Слава, бледный, стоял, как на плахе, принимая на себя позор за свое преступное правительство, а я, закрыв глаза и не смея поднять головы, забилась в дальний угол ложи.
Но вот, наконец, зал затих. Как реквием по чешскому народу, полилась музыка Дворжака, и Ростропович, обливаясь слезами, заговорил устами своей виолончели.
Зал замер, слушая исповедь великого артиста, слившегося в эти минуты вместе с Дворжаком с самой душой чешского народа, страдая вместе с ним, прося у него прощения и молясь за него.
Думаю, что все присутствовавшие на этом концерте никогда не забудут его.
Только отзвучала последняя нота, я кинулась к Славе за кулисы.
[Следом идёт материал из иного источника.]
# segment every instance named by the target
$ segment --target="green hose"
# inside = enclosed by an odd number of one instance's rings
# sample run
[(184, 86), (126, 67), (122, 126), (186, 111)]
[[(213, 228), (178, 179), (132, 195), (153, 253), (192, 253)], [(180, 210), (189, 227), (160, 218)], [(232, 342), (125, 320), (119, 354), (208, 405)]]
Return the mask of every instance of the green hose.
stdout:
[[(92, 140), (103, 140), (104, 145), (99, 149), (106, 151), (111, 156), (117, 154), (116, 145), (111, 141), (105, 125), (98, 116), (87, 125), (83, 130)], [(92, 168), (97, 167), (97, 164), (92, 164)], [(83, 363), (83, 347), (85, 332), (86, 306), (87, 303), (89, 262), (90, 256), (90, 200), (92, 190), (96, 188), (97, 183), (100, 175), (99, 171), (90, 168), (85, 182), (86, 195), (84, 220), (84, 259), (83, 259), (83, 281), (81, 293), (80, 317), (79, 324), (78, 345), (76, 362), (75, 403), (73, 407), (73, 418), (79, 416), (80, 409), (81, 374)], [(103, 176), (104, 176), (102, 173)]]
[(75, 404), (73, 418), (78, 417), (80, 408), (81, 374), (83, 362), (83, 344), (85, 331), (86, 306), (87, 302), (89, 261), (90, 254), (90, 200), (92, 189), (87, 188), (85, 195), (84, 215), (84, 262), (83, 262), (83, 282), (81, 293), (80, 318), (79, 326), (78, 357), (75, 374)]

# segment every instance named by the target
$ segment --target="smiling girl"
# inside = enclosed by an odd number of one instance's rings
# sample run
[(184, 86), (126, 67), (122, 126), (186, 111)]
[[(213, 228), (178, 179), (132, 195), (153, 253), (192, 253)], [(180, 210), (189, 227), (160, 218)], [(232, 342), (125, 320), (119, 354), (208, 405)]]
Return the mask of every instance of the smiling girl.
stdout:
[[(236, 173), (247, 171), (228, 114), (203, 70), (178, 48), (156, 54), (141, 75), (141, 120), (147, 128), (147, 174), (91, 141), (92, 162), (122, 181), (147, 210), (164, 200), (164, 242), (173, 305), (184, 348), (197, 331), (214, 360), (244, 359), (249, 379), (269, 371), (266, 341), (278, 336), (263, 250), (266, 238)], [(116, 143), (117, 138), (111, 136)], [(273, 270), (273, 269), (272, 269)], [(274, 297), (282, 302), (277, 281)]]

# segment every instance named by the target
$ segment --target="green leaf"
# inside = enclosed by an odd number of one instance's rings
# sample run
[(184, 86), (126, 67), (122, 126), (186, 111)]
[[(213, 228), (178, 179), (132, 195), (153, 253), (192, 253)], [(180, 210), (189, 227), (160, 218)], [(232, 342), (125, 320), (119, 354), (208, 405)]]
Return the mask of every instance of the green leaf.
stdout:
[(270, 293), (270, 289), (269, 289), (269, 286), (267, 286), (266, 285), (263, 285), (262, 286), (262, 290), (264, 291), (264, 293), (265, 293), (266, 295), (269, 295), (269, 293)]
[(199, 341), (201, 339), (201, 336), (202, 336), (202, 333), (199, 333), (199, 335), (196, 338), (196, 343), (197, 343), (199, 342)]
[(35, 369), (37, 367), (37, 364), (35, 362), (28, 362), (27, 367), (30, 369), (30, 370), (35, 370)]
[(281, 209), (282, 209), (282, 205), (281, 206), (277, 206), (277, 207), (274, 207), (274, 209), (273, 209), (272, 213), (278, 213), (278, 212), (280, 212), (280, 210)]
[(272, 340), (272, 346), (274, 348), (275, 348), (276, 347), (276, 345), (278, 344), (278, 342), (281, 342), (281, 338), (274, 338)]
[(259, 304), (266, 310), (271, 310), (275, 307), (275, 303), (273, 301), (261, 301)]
Бледный, с трясущимися губами, еще не пришедший в себя после пережитого на сцене, с глазами, полными слез, он схватил меня за руку и потащил к выходу:
— Пойдем скорей в гостиницу, я не могу никого видеть.
Мы вышли на улицу — там кричали демонстранты, ожидая выхода артистов оркестра, чтобы выразить им свое возмущение. Увидя нас двоих, они вдруг замолчали и расступились перед нами. В наступившей тишине, ни на кого не глядя, чувствуя себя преступниками, мы быстро прошли к ожидавшей нас машине, и, вернувшись в отель, наконец-то смогли дать выход своему отчаянию. Но что мы могли сделать? Мы сделали единственное, что было в нашей власти, — напились.
Чехословацкие события, незаметно для нас самих, захлопнули книгу нашей былой благополучной жизни. Через год у нас на даче поселился Александр Солженицын.